Are you feeling as uninspired today as I am? Been like that all week? Perhaps it’s what I’m going to start calling “The Sydney Effect”.
OK, if you’re not in Sydney this won’t work for you. But today it’s not just me feeling flat. So is my office manager. So is The Other Andrew. So are most people I’ve spoken with on the phone — and email volume is definitely down today.
A few years back I was talking with a psychiatrist who’d practised all over the world, including Sydney, London, the US, Europe. He’d noticed that in every city, each day his clients would be in different moods depending on what’d been happening in their life. Every city, that is, except Sydney.

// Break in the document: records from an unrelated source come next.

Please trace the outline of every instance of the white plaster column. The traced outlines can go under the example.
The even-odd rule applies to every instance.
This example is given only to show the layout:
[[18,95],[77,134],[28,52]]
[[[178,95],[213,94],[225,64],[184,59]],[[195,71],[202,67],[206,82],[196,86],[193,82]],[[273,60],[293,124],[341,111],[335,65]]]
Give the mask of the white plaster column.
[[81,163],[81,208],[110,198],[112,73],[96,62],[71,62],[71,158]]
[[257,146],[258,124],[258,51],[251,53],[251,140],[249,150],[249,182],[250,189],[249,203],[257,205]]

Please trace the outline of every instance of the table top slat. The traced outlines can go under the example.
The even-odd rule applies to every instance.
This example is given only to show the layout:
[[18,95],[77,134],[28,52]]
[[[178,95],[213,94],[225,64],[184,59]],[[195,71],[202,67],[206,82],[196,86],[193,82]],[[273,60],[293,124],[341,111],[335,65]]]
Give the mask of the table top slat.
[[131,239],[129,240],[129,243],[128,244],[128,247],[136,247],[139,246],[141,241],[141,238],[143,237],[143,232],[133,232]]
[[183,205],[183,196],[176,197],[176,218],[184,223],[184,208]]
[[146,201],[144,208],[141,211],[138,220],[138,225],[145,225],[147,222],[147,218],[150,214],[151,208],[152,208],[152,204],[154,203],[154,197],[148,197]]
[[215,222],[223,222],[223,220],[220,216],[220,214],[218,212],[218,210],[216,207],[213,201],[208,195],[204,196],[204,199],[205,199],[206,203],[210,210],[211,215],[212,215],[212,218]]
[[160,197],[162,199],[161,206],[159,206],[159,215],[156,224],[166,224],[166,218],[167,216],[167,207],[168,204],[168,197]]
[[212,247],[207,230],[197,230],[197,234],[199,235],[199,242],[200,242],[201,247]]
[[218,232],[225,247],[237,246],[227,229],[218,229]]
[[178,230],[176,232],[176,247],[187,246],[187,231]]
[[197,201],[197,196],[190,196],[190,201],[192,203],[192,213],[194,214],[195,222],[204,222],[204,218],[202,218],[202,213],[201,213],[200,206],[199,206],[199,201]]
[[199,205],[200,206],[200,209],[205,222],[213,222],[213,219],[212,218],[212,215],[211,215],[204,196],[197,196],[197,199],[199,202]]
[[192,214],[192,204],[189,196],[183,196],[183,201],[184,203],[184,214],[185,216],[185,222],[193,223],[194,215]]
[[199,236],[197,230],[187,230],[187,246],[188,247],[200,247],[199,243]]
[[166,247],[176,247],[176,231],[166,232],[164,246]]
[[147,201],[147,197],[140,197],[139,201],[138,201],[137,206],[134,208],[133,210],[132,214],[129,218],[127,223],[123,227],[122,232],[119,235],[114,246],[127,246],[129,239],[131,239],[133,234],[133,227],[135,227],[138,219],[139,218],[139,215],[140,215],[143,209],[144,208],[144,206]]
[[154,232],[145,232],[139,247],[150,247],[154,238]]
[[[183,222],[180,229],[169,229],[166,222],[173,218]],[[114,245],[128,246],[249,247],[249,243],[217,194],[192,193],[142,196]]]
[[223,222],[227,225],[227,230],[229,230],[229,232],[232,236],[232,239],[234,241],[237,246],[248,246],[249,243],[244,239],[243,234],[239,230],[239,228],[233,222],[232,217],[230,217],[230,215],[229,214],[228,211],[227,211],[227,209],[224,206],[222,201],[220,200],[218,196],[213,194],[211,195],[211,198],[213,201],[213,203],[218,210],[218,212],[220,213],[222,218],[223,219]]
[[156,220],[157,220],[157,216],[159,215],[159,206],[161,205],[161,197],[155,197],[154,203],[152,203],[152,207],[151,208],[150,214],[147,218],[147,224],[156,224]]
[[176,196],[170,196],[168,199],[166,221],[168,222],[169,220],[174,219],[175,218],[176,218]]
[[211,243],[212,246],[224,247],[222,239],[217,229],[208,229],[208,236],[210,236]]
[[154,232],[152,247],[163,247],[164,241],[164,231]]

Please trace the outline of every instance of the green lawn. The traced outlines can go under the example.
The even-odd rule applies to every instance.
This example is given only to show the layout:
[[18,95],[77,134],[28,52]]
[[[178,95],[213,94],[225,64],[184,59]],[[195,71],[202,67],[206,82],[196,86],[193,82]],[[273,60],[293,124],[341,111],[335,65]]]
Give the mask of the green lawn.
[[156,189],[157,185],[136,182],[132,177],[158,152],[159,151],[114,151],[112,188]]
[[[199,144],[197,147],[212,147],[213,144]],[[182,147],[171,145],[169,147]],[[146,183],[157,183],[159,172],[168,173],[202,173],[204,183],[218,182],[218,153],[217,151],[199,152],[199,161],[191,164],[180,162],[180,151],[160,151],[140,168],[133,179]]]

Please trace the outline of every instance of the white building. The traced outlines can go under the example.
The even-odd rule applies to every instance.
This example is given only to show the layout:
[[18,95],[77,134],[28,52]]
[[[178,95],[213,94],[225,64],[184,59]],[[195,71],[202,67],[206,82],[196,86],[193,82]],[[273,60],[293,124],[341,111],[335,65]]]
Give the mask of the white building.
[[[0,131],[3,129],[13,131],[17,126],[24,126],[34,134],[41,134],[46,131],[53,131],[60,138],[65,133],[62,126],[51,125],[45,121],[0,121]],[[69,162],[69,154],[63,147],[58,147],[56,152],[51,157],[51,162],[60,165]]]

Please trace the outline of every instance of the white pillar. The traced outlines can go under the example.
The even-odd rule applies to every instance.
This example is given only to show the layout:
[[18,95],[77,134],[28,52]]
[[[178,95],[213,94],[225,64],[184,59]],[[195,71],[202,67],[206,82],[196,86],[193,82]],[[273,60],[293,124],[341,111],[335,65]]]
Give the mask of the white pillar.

In Sydney, if his first client was depressed, then everyone else that day would be depressed too. If that first client was angry, so was everyone else.
He didn’t know why, he just knew that it happened.
Maybe I should run a test each morning. Phone someone at random, see what mood they’re in, and plan the rest of the day accordingly.
I’d suggest a ‘Melbourne effect’ also exists — living here is, to steal Bill Bryson’s memorable phrase, like living under Tupperware. Surely Melbourne is the Seasonal Affective Disorder capital of the Southern Hemisphere?
Then again, it could be down to aggressive cyclists, violent drunks, and the spruikers that obstruct every street corner…
… or it could be the people you hang around….
Or it could be gratuitously insulting comments from people who don’t know me.
I wasn’t referring to you; I was referring to the original post, but take it personally if you’d like.
A sage observation, Stilgherrian.
And a ripe opportunity for a footnote from our ancestral homeland:
Let’s talk about the Adelaide Malaise.
It’s neither a daily citywide moodswing nor a seasonal affective disorder, but a profound, perpetual fatigue in the collective consciousness that seems to prevent almost everyone from ever really moving forward in the world. To live and work in this social quicksand is literally like one of those flying dreams where you only just manage to become airborne, and no amount of effort or inspiration seems to propel you faster than walking pace. Thus, for most indigenous crow-eaters, to move forward usually means to move away from Adelaide. Just ask Rupert.
Sadly, The City of Churches & Black Magic keeps producing lots of very bright young men and women who very early on learn to expect — and worst of all accept — the dirty look for their fresh ideas.
That is, until they blow the joint and take to the skies.
‘I wasn’t referring to you; I was referring to the original post’
In that case I withdraw my response and apologise.